The Attorney-Client Privilege: Opportunities and Pitfalls

The attorney-client privilege is fundamental to our legal system.  It’s designed to promote full and frank communications between a client and the client’s attorney.  For the attorney-client privilege to apply, the following elements must all be satisfied:

  1. There must be a communication;

  2. Made between “privileged persons” (a client, an agent of a client, and an attorney);

  3. In confidence;

  4. To seek, obtain, or provide legal assistance to the client. 

Although seemingly simple, each of these elements has the potential for confusion.  Below we clarify some common misconceptions and offer tips for preserving the privilege.

The attorney-client privilege cannot be used to hide bad facts.  One cannot cloak a fact under the attorney-client privilege simply by communicating that fact to an attorney.  An email from the client to his lawyer saying, “we just had a spill,” does not create a privilege as to the client’s knowledge about the spill or allow the client to avoid mandatory reporting requirements under environmental laws.  Likewise, forwarding an unfavorable document to a lawyer does not protect that document from disclosure.  But the attorney-client privilege does protect candid communication between client and attorney about bad facts.

The attorney-client privilege may be waived.  The attorney-client privilege does not apply to information that is shared with third parties or people who are not “privileged persons.” When that happens, the privilege is waived.  Thus, clients should avoid:

  • Sharing communications about legal advice with third parties.
  • Discussing with third parties the contents of the client’s communications with the client’s lawyer.    
  • Including individuals who may only be tangentially involved in the legal issue on communications with a lawyer, even if those persons are employees of the client.  
  • Internally sharing privileged communications with non-lawyers for non-legal purposes.  

Emails and email chains are particularly tricky.  It is not uncommon for otherwise privileged information to be inadvertently waived by forwarding emails to persons who are not the client or the client’s agents.  Likewise, the subject matter discussed in an email chain may morph as different individuals reply and forward the communication.  The best approach is to carefully segregate email communications containing legal advice.

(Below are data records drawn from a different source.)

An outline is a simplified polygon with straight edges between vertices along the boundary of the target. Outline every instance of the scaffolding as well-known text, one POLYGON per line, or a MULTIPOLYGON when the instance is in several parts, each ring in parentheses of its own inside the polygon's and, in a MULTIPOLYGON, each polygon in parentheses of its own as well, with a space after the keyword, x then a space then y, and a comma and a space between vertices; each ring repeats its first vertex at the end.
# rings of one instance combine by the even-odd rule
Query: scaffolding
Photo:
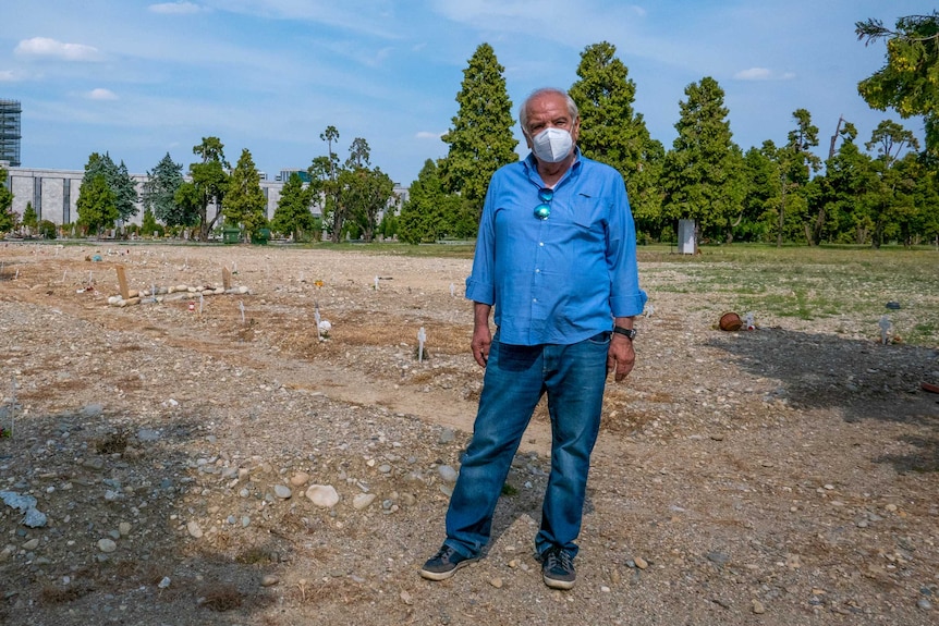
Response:
POLYGON ((0 161, 20 167, 20 100, 0 99, 0 161))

The “lets copy a lawyer” strategy may risk disclosing combined business and legal communications.  As mentioned above, the attorney-client privilege applies only to legal advice, not business advice.  A court might conclude that a single communication containing a blend of legal and business advice is not privileged because its purpose is predominantly business. The better approach is to segregate legal and business communications and thereby maximize protection of legal advice.

Consider how to preserve the privilege with respect to internal investigations and audits.  Clients often conduct internal assessments and fact gathering using both informal and formal procedures.  These assessments include, among other things, incident investigations, compliance audits, and evaluations of potential permitting options.  Involving an attorney early in the process allows for client representatives to discuss and obtain advice about legal issues discovered in the investigation and to protect that information from disclosure to third-parties.

What about consultants?  In environmental law, consultants play a key role in helping clients understand complex technical issues.  Communications with consultants may be privileged if they are used by an attorney to provide legal advice.  Clients should think carefully about how to engage and communicate with consultants.  For example, in the context of a transaction, a client may want to hire an environmental consultant to perform due diligence.  If the client hires the consultant directly, without the involvement of a lawyer, there is a risk that the communications with the consultant will be considered non-privileged business advice.  If instead, the client’s attorney engages the consultant for the express purpose of developing facts that will assist the lawyer to render legal advice to the client, there is a much stronger case that the attorney-client privilege will apply.

When in doubt, talk to your lawyer about how to handle communications involving legal advice. As with most legal issues, it is easier to prevent problems than to correct problems.  This is particularly true with respect to the creation of documents that could be misleading, misconstrued, or incorrect.  As an example of how this could happen, imagine that a company environmental employee discovers information that he believes is evidence of a violation.  If that employee were to simply email his supervisor “we violated X because we did Y”, that communication would be potentially discoverable.  And despite the employee’s good intentions, the communication may turn out to be inaccurate after a more thorough factual and legal investigation.  The better approach would be to work with legal counsel to investigate the suspected noncompliance.  This would allow company environmental staff and their attorney to have an open discussion of the issues.  Importantly, it also avoids the situation of having to later defend a damaging and inaccurate document.  If unsure, before putting a potentially damaging statement in a document, check with your lawyer.